Estimating penny population parameters

In this example we’ll use a System Dynamics model to estimate the total number of pennies in circulation, based upon the number of pennies produced in a given year, and the number of pennies in a coin jar.

We start with a simple aging model for pennies, in essence a second order delay. Pennies are minted each year, and go into a stock of ‘post production’ pennies that are distributed to banks, etc. After this they go into general circulation, from which they are eventually lost.

In this analysis we’ll try and infer the parameters for entry into circulation and loss based upon the number of pennies produced in each year, and a random sample of pennies taken from circulation over a four year period. An interesting component of this analysis is that it requires a whole suite of models (one for each model year) but these models don’t interact with one another except through the sampling and statistical analysis we perform.

In this demo, we’ll use ‘pymc’, a package for doing markov chain monte carlo analysis.

%pylab inline
import pandas as pd
import pysd
import pymc as mc
Populating the interactive namespace from numpy and matplotlib
WARNING (aesara.tensor.blas): Using NumPy C-API based implementation for BLAS functions.

Load Model

To get a sense for how the model behaves, we’ll run it with arbitrary parameter values. We see that pennies enter the ‘post production’ stock quickly, and the ‘in circulation’ stock grows, peaks, and decays as the pennies get lost.

plt.figure(figsize(6,2))
model = pysd.read_vensim('../../models/Penny_Distribution/penny_jar.mdl')
model.run().plot()
<AxesSubplot:>
<Figure size 600x200 with 0 Axes>
../../_images/Penny_Jar_3_2.png

Load Data

We’ll start with some data about the number of coins produced in each year. We have production data for both the Denver and Philadelphia mints:

production = pd.read_csv('../../data/Penny_Jar/Production_Figures.csv', index_col='Year')
production.plot()
plt.title('Pennies Produced Per Year');
../../_images/Penny_Jar_5_0.png

We’ll also use ‘data’ (pennies) collected in a penny jar over the last few years

coin_counts = pd.read_csv('../../data/Penny_Jar/pennies_in_jar.csv', index_col='Year')
coin_counts.sort_index().plot()
plt.title('Pennies in my Jar');
../../_images/Penny_Jar_7_0.png
coin_counts.sum()
All_Marks       1004
Denver           209
Philadelphia     795
dtype: int64
plt.figure(figsize=(12,5))
plt.bar(coin_counts.index, coin_counts['Philadelphia']/sum(coin_counts['Philadelphia']))
plt.title('Predicted Pennies in Jar', fontsize=16)
plt.xlabel('Mint Year', fontsize=16)
plt.ylabel('Likelihood for any given penny', fontsize=16)
plt.xlim(1950,2015)
(1950.0, 2015.0)
../../_images/Penny_Jar_9_1.png

Set up models

We set up a model for each year that pennies are produced, and initialize them with production data.

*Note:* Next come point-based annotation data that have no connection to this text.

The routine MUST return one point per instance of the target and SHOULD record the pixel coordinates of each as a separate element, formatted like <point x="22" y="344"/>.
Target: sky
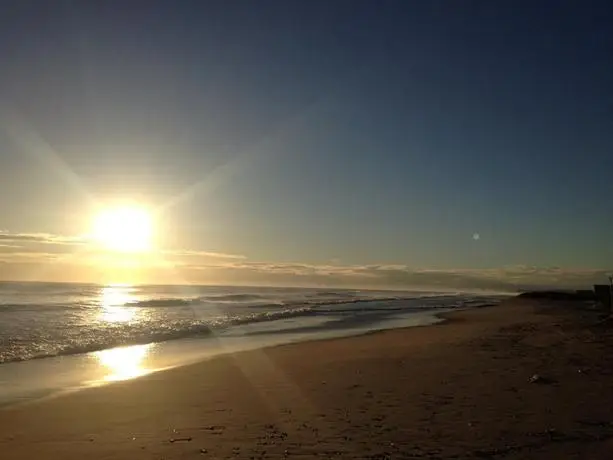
<point x="457" y="144"/>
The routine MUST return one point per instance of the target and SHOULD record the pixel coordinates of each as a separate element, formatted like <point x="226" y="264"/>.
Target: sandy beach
<point x="458" y="390"/>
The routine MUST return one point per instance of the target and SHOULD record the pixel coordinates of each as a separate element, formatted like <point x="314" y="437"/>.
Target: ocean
<point x="57" y="336"/>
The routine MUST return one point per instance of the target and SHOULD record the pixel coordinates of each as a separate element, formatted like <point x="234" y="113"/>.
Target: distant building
<point x="603" y="294"/>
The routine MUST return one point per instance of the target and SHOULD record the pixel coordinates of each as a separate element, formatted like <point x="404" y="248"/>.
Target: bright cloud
<point x="44" y="256"/>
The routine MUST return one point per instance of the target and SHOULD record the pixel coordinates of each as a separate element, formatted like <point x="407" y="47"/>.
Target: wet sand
<point x="457" y="390"/>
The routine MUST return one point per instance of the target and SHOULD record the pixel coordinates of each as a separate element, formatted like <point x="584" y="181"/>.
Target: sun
<point x="124" y="229"/>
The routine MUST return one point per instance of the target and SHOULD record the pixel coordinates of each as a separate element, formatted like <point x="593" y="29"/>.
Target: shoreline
<point x="460" y="390"/>
<point x="65" y="374"/>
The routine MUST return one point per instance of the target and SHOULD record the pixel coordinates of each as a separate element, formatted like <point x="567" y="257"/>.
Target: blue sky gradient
<point x="323" y="133"/>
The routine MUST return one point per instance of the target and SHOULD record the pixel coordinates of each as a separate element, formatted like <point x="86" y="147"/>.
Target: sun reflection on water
<point x="115" y="301"/>
<point x="124" y="363"/>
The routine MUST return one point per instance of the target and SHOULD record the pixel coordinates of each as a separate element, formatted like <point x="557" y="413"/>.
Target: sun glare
<point x="124" y="229"/>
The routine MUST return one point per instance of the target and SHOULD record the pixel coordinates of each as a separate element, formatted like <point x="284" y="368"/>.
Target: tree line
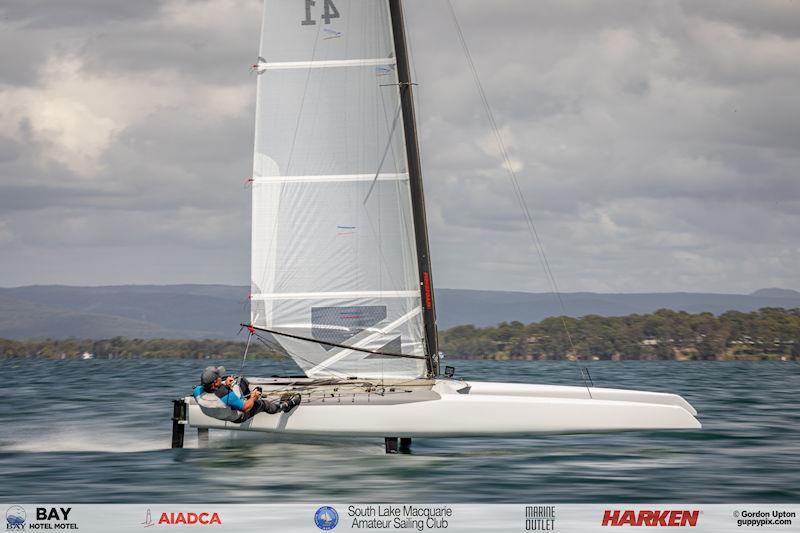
<point x="769" y="333"/>
<point x="665" y="334"/>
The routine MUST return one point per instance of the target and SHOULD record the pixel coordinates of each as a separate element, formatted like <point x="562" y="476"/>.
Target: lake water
<point x="99" y="432"/>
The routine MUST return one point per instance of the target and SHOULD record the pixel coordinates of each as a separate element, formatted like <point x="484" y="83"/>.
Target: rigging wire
<point x="537" y="242"/>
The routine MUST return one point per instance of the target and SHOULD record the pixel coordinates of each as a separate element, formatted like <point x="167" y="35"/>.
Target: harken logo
<point x="15" y="518"/>
<point x="665" y="518"/>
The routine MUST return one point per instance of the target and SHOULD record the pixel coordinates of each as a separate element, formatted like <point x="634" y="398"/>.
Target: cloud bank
<point x="657" y="143"/>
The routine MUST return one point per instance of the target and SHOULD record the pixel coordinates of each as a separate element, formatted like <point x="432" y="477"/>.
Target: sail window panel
<point x="329" y="121"/>
<point x="295" y="30"/>
<point x="311" y="237"/>
<point x="366" y="323"/>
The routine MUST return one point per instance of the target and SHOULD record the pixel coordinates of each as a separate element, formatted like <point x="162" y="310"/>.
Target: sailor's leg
<point x="202" y="437"/>
<point x="244" y="386"/>
<point x="267" y="406"/>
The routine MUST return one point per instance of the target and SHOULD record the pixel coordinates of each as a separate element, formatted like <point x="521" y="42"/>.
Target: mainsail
<point x="339" y="244"/>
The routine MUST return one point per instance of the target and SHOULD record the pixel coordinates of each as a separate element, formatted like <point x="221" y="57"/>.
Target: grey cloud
<point x="658" y="145"/>
<point x="48" y="14"/>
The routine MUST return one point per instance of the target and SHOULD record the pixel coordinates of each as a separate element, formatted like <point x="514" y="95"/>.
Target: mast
<point x="415" y="182"/>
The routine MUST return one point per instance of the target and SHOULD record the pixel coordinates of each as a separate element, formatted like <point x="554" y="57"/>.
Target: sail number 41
<point x="329" y="12"/>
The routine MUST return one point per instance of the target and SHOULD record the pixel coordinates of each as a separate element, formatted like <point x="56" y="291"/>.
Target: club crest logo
<point x="326" y="518"/>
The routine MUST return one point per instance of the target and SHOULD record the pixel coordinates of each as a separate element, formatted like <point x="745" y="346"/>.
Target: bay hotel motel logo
<point x="46" y="518"/>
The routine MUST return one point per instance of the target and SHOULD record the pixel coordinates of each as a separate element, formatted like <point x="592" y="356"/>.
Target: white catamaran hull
<point x="447" y="408"/>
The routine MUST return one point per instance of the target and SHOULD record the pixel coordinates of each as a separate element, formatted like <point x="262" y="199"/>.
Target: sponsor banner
<point x="401" y="517"/>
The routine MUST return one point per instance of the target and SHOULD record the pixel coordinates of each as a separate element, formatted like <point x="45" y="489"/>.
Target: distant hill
<point x="215" y="311"/>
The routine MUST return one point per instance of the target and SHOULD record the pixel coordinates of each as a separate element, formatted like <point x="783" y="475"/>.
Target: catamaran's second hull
<point x="447" y="408"/>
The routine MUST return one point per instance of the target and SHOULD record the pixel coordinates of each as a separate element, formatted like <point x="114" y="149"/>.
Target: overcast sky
<point x="657" y="143"/>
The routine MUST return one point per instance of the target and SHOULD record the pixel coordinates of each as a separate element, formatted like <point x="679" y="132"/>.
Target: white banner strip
<point x="403" y="517"/>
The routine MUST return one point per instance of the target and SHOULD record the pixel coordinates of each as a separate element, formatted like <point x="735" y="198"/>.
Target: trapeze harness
<point x="216" y="404"/>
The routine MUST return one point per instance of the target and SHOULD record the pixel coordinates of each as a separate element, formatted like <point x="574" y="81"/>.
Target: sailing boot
<point x="270" y="407"/>
<point x="290" y="401"/>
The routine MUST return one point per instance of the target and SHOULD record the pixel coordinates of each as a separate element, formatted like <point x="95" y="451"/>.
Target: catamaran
<point x="341" y="269"/>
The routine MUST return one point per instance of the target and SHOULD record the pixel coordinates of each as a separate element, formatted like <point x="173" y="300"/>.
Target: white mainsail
<point x="334" y="256"/>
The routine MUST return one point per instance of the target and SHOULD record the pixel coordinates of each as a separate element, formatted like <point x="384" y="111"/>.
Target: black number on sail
<point x="330" y="12"/>
<point x="308" y="20"/>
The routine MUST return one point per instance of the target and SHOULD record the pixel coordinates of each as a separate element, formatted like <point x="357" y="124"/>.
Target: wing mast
<point x="415" y="182"/>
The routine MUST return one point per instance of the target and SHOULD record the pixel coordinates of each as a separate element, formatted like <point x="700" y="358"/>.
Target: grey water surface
<point x="98" y="431"/>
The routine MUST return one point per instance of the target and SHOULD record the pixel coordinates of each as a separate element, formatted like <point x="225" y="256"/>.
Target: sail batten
<point x="333" y="295"/>
<point x="326" y="63"/>
<point x="331" y="177"/>
<point x="334" y="251"/>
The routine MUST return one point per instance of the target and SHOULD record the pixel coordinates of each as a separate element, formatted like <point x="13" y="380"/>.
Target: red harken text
<point x="650" y="518"/>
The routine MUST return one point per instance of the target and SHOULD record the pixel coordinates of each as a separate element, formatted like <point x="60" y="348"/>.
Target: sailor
<point x="226" y="398"/>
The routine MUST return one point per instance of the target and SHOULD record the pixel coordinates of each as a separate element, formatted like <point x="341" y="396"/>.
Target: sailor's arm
<point x="251" y="400"/>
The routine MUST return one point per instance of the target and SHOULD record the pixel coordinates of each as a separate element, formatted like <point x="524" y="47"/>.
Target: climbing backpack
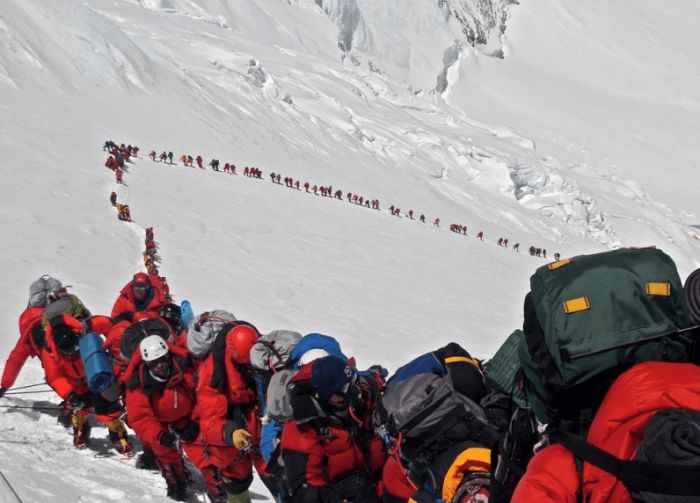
<point x="503" y="371"/>
<point x="204" y="330"/>
<point x="591" y="317"/>
<point x="272" y="350"/>
<point x="649" y="445"/>
<point x="66" y="304"/>
<point x="42" y="289"/>
<point x="435" y="392"/>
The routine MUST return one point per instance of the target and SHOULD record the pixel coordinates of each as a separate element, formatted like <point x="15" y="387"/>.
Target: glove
<point x="167" y="438"/>
<point x="190" y="432"/>
<point x="77" y="401"/>
<point x="241" y="439"/>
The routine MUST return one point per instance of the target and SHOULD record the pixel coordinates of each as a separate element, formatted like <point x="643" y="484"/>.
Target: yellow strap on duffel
<point x="461" y="359"/>
<point x="576" y="305"/>
<point x="658" y="288"/>
<point x="473" y="459"/>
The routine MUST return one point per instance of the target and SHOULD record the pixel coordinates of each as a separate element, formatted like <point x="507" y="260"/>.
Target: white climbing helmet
<point x="153" y="347"/>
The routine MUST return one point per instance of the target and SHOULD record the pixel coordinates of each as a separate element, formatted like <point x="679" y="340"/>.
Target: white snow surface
<point x="581" y="138"/>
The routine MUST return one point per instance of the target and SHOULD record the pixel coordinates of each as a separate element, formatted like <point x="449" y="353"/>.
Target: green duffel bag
<point x="590" y="318"/>
<point x="504" y="368"/>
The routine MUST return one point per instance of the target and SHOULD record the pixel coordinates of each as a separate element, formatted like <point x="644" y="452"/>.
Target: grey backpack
<point x="279" y="407"/>
<point x="43" y="288"/>
<point x="420" y="399"/>
<point x="272" y="350"/>
<point x="204" y="329"/>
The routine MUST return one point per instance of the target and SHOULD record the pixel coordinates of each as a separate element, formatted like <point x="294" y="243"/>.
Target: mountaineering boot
<point x="81" y="431"/>
<point x="65" y="415"/>
<point x="119" y="438"/>
<point x="174" y="475"/>
<point x="146" y="460"/>
<point x="243" y="497"/>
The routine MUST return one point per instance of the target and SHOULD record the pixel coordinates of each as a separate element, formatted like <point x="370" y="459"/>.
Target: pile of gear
<point x="597" y="398"/>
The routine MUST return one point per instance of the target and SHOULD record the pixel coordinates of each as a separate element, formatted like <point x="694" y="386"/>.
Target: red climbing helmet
<point x="240" y="340"/>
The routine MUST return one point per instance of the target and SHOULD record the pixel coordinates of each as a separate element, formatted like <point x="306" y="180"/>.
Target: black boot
<point x="65" y="415"/>
<point x="175" y="479"/>
<point x="146" y="460"/>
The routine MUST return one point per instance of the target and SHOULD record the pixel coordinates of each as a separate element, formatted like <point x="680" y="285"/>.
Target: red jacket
<point x="29" y="320"/>
<point x="618" y="427"/>
<point x="65" y="374"/>
<point x="226" y="401"/>
<point x="126" y="303"/>
<point x="318" y="450"/>
<point x="154" y="406"/>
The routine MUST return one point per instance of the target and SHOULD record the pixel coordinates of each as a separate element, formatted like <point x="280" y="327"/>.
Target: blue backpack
<point x="314" y="341"/>
<point x="423" y="397"/>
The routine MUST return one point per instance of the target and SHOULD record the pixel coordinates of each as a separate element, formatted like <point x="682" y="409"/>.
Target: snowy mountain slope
<point x="264" y="83"/>
<point x="611" y="87"/>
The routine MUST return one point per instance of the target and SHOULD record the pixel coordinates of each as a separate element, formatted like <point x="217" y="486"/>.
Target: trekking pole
<point x="28" y="386"/>
<point x="33" y="407"/>
<point x="26" y="392"/>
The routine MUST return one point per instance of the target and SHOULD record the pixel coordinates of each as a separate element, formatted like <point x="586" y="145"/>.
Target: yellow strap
<point x="660" y="288"/>
<point x="576" y="305"/>
<point x="473" y="459"/>
<point x="464" y="359"/>
<point x="558" y="264"/>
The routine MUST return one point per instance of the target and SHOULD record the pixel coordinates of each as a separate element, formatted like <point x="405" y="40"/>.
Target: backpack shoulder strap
<point x="678" y="480"/>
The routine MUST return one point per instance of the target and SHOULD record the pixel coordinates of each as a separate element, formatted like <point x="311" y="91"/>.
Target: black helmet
<point x="66" y="340"/>
<point x="172" y="314"/>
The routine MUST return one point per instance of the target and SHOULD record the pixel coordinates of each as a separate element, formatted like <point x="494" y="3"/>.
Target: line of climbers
<point x="118" y="156"/>
<point x="445" y="427"/>
<point x="324" y="191"/>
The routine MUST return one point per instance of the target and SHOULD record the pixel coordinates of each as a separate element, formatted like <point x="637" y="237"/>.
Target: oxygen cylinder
<point x="187" y="313"/>
<point x="98" y="369"/>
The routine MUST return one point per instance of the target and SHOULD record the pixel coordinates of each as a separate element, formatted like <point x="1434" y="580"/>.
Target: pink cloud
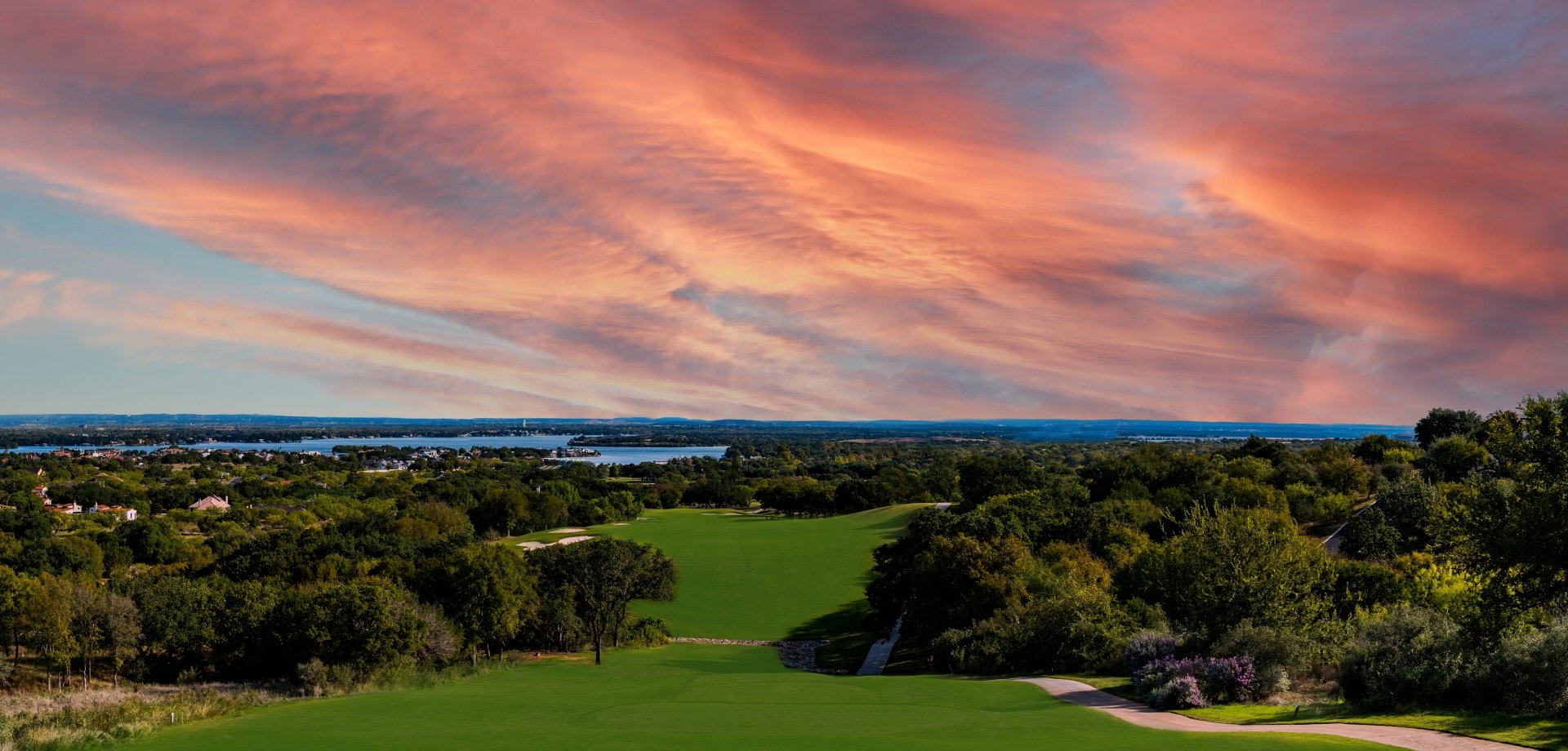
<point x="1169" y="209"/>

We divide the data to put pennies in units of 100,000 to make life easier for the integrator. This won’t matter in the end, as we normalize the distribution of pennies in circulation before we take our samples.

#load a model for each mint year
models = pd.DataFrame(data=[[year, pysd.read_vensim('../../models/Penny_Distribution/penny_jar.mdl')] for year in range(1930,2014)],
                      columns=['Year', 'model'])

models.set_index(keys='Year', drop=False, inplace=True)

#bring in the data on production
models['Philadelphia Production'] = production['Philadelphia'] / 100000
#production will now be in units of hundred-thousands

#bring in the sample data
models['Philadelphia Samples'] = coin_counts['Philadelphia']

#set the mint year parameters properly
for index, row in models.iterrows():
    row['model'].set_components({'production_year':row['Year'], 'production_volume':row['Philadelphia Production']})

#drop rows (probably at the end) which are missing data
models.dropna(inplace=True)

models.tail(30).head(5)
Year model Philadelphia Production Philadelphia Samples
Year
1983 1983 Translated Model File: ../../models/Penny_Dist... 77523.55000 24
1984 1984 Translated Model File: ../../models/Penny_Dist... 81510.79000 19
1985 1985 Translated Model File: ../../models/Penny_Dist... 56484.89887 26
1986 1986 Translated Model File: ../../models/Penny_Dist... 44913.95493 22
1987 1987 Translated Model File: ../../models/Penny_Dist... 46824.66931 14

Set up a Markov Chain Monte Carlo Analysis

MCMC works by choosing an arbitrary value from a distribution of input parameters, running the simulation, and asking what the likelihood of the data is given those parameters. It then decides whether to keep the selected parameters to display in an output distribution based upon this likeliood.

We start then by setting up a ‘prior’ distribution for the loss rate and entry rate parameters that will be applied to each of the mint year models.

entry_rate = mc.Uniform.dist('entry_rate', lower=0, upper=.99, value=.08)
loss_rate = mc.Uniform.dist('loss_rate', lower=0, upper=.3, value=.025)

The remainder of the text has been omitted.